One in three people with diabetes who are older than 40 have some form of diabetic retinopathy, says the NIDDK, making it the most common diabetic eye disease. Diabetic retinopathy causes blood vessels in the retina to leak fluid or hemorrhage, affecting vision. This part of the eye detects light and converts it to signals sent to the brain. As it becomes more advanced, new abnormal blood vessels can lead to scarring on the retina.
Diabetic macular edema (DME)
DME is a consequence of diabetic retinopathy that causes swelling in the area of the retina called the macula, says the NEI. The macula is important for the sharp, straight-ahead vision that is used for reading, recognizing faces, and driving. Although there are usually no symptoms until it affects the vision, doctors can conduct tests that can help with a diagnosis.
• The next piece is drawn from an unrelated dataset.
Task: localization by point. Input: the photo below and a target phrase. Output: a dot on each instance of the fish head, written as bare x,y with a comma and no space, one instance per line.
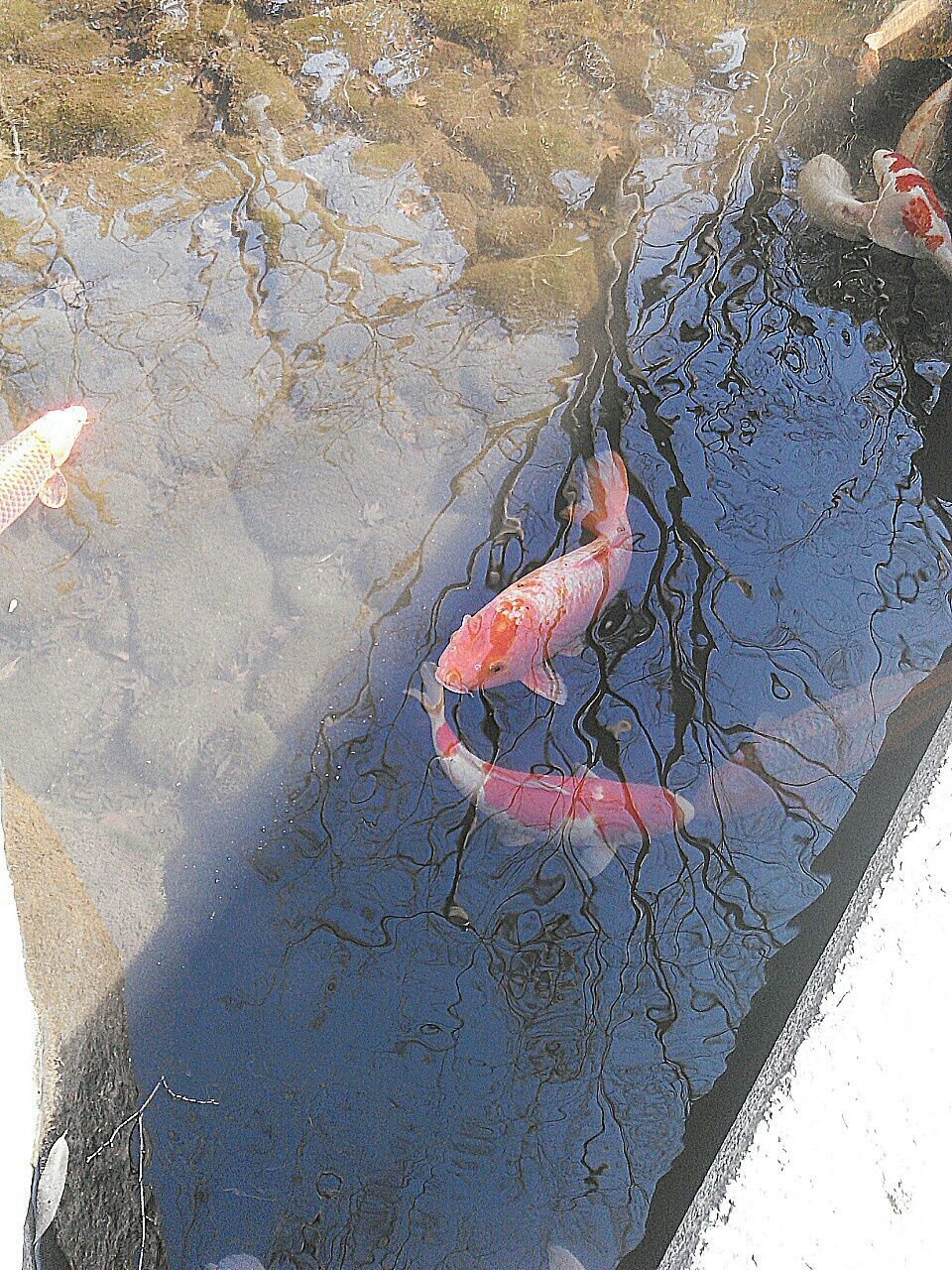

The NEI says early detection and treatment can reduce the risk of blindness by 95 percent.
This group of eye diseases can damage the optic nerve, which connects the eye to the brain. Although diabetes isn’t always the cause of glaucoma, people with diabetes are twice as likely to have glaucoma. This disease can lead to vision loss if not treated correctly. The Glaucoma Research Foundation says a rare type called neovascular glaucoma can occur alongside diabetic retinopathy, when the new blood vessels grow on the iris, closing off the fluid flow in the eye and raising eye pressure.
Lenses in the eyes that become cloudier as we age are called cataracts. The NIDDK says people with diabetes tend to develop cataracts at an earlier age than people without diabetes. Researchers believe that high glucose levels cause deposits that build up in the lenses.